In Pennsylvania, age (over 40) is a protected class under the Pennsylvania Human Relations Act. Discriminating against individuals over the age of 40 in housing can result in a complaint being filed against you with the Pennsylvania Human Relations Commission or in state court. Remember, it is also illegal to discriminate against families with children under the age of 18 unless, the property is designated specifically for individuals age 55 and up under the Housing for Older Person Act (HOPA). So where does that leave individuals who are between the ages of 19–39? The short answer is there is no legal prohibition against discrimination towards individuals in that age group based solely on their age. If they are members of another protected class (race, national origin, religion, disability, etc.) and are discriminated against because of one of these factors then they would be protected from discrimination.

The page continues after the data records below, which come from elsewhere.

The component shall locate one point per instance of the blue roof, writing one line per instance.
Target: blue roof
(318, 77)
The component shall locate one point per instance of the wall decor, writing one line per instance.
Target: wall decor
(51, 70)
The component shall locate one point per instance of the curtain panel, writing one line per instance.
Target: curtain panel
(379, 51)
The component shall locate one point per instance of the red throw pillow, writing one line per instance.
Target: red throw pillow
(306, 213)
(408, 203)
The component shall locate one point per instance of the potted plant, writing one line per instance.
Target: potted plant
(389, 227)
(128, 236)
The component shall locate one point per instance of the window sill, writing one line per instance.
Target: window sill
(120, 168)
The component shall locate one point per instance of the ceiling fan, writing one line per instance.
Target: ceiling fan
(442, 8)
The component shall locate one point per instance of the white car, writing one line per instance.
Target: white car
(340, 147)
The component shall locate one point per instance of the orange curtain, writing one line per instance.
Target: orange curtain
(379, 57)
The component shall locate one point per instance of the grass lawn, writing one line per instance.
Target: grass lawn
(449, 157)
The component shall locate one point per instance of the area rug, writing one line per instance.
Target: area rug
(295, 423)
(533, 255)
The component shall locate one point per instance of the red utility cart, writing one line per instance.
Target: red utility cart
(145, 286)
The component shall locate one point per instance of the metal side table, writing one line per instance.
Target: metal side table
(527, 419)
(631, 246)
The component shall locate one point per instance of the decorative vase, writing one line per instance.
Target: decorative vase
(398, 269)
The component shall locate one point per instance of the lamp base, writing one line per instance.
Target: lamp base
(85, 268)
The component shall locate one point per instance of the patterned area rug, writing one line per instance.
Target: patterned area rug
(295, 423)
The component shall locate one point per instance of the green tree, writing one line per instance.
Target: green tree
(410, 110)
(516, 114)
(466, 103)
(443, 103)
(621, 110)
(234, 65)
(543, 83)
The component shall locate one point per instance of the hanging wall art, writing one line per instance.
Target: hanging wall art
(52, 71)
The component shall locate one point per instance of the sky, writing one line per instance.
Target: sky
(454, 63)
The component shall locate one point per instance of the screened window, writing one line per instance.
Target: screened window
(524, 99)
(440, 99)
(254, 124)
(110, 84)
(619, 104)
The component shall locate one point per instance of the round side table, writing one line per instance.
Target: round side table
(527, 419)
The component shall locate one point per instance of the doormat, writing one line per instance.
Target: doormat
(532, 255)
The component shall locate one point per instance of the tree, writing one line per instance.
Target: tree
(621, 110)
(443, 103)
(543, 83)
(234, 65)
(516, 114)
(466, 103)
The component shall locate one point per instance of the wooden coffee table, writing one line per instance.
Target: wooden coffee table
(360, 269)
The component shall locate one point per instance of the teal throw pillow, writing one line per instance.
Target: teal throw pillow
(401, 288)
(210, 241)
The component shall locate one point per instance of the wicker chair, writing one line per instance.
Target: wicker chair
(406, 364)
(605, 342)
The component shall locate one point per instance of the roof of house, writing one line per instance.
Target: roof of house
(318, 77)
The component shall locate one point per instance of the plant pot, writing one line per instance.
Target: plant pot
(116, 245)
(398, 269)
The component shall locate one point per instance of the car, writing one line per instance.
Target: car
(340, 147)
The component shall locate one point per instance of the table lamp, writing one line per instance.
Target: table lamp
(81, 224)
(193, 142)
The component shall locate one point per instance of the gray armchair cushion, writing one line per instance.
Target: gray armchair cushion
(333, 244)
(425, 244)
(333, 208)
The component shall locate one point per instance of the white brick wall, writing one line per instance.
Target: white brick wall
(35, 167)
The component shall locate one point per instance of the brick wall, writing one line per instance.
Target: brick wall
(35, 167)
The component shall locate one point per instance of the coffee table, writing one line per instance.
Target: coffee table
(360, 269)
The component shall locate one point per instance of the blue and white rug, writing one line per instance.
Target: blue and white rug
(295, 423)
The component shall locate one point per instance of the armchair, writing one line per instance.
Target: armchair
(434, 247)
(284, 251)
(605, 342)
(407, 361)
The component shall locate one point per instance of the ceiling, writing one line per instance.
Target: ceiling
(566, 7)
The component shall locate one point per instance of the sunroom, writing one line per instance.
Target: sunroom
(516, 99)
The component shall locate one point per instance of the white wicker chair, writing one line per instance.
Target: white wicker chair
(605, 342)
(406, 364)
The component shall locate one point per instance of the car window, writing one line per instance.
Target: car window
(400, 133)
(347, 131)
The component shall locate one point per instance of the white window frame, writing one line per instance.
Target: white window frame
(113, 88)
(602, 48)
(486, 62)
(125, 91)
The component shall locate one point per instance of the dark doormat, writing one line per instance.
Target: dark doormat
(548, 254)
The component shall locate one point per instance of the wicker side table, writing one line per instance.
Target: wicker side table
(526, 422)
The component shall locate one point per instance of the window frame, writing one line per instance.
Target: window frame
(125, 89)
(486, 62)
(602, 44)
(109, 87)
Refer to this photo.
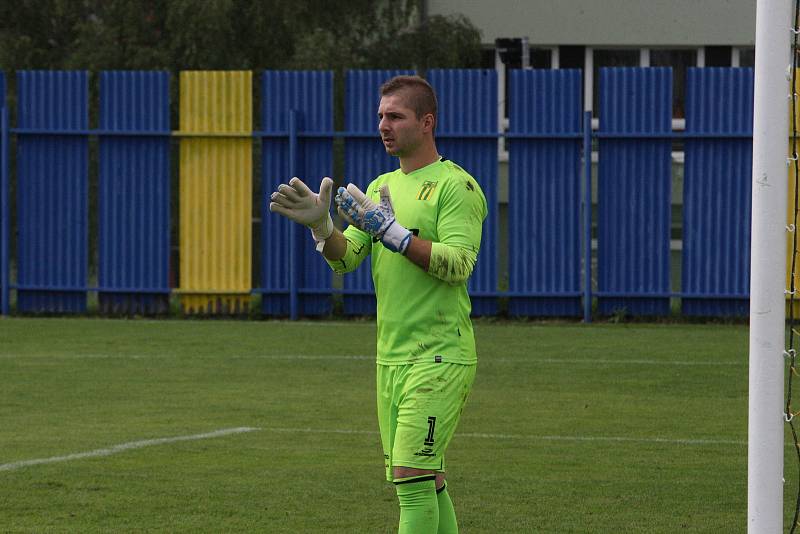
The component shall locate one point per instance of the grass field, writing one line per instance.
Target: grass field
(107, 426)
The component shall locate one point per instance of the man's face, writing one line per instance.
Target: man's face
(401, 131)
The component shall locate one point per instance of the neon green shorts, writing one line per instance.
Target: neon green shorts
(419, 406)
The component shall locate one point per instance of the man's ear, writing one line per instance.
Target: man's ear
(428, 121)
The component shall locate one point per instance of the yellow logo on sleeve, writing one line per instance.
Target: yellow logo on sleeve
(426, 190)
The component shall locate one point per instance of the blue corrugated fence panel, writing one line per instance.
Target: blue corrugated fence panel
(717, 192)
(634, 191)
(134, 193)
(544, 193)
(310, 93)
(468, 105)
(52, 183)
(364, 160)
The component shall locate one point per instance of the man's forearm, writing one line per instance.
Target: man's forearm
(419, 252)
(335, 246)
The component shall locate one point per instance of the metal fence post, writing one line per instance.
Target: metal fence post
(294, 240)
(5, 216)
(587, 217)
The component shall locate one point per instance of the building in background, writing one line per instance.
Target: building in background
(611, 33)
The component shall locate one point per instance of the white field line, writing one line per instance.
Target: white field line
(116, 449)
(479, 435)
(123, 447)
(360, 357)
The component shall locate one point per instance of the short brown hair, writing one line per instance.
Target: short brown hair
(421, 96)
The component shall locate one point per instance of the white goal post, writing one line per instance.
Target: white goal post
(767, 267)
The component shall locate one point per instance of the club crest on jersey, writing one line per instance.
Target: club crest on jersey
(426, 190)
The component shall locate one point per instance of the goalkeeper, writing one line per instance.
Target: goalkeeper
(422, 226)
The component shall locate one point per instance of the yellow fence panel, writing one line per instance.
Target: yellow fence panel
(216, 183)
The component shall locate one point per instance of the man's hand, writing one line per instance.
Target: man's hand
(298, 203)
(378, 220)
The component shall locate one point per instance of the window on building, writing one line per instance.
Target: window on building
(541, 58)
(571, 57)
(747, 57)
(679, 60)
(610, 58)
(718, 56)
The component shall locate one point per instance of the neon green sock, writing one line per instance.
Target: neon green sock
(419, 509)
(447, 514)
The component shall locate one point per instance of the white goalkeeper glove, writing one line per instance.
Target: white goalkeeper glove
(378, 220)
(300, 204)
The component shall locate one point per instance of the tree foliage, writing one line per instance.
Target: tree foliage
(231, 34)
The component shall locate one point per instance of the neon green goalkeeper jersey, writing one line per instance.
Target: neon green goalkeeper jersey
(424, 316)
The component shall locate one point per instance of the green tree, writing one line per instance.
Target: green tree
(230, 34)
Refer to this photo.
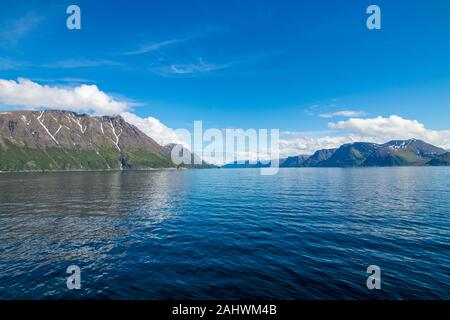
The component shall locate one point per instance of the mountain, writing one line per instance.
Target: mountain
(441, 160)
(403, 153)
(410, 152)
(63, 140)
(318, 157)
(245, 164)
(292, 162)
(350, 155)
(195, 161)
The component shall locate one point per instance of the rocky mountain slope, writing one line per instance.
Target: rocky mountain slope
(410, 152)
(194, 161)
(63, 140)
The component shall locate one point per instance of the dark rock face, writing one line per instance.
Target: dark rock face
(441, 160)
(63, 140)
(292, 162)
(318, 157)
(410, 152)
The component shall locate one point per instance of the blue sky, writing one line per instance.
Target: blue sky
(247, 64)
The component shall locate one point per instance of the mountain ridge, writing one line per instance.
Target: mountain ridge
(411, 152)
(63, 140)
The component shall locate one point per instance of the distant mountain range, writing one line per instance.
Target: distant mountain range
(195, 161)
(63, 140)
(410, 152)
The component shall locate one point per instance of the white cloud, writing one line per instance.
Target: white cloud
(83, 98)
(343, 113)
(154, 128)
(26, 94)
(381, 129)
(189, 69)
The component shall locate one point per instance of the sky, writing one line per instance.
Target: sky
(311, 69)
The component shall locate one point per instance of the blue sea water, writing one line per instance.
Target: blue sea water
(305, 233)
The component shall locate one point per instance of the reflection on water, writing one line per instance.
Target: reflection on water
(226, 234)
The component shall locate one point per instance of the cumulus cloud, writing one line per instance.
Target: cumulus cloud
(83, 98)
(381, 129)
(154, 128)
(26, 94)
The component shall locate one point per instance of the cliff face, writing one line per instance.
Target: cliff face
(63, 140)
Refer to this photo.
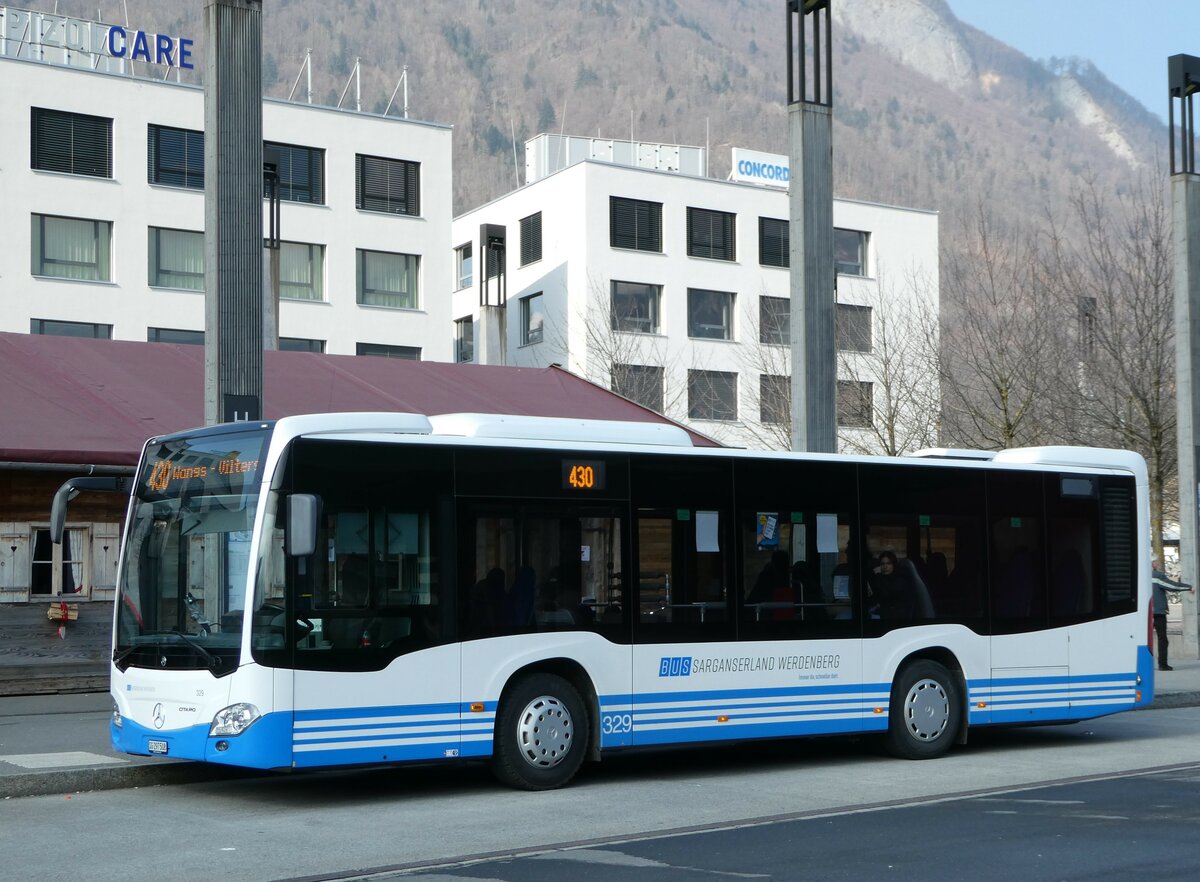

Landlords can fall into legal pitfalls in relation to age discrimination in Pennsylvania by discriminating against individuals who are over the age of 40. Refusing to rent to someone over the age of 40 (just as with any other protected class) must be based on reliable, objective, verifiable evidence or a failure to qualify because of income, credit, criminal records or other objective nondiscriminatory tenant screening criteria.

Examples of age (over 40) discrimination:

  • Showing a preference to younger tenants over equally qualified older tenants because you want to have a “young vibe” at your properties
  • Refusing to rent to elderly individuals because of assumptions about fall risk or other safety concerns
  • Refusing to rent to older individuals because you feel that their current income will not be sustained if they retire from employment

Remember that elderly tenants may have age-related disabilities which may qualify them for reasonable accommodations such as reminders that rent is due, providing a lease and/or any written communication in large print, allowing payments by check rather than through an online portal, or allowing reasonable modifications to make the unit accessible.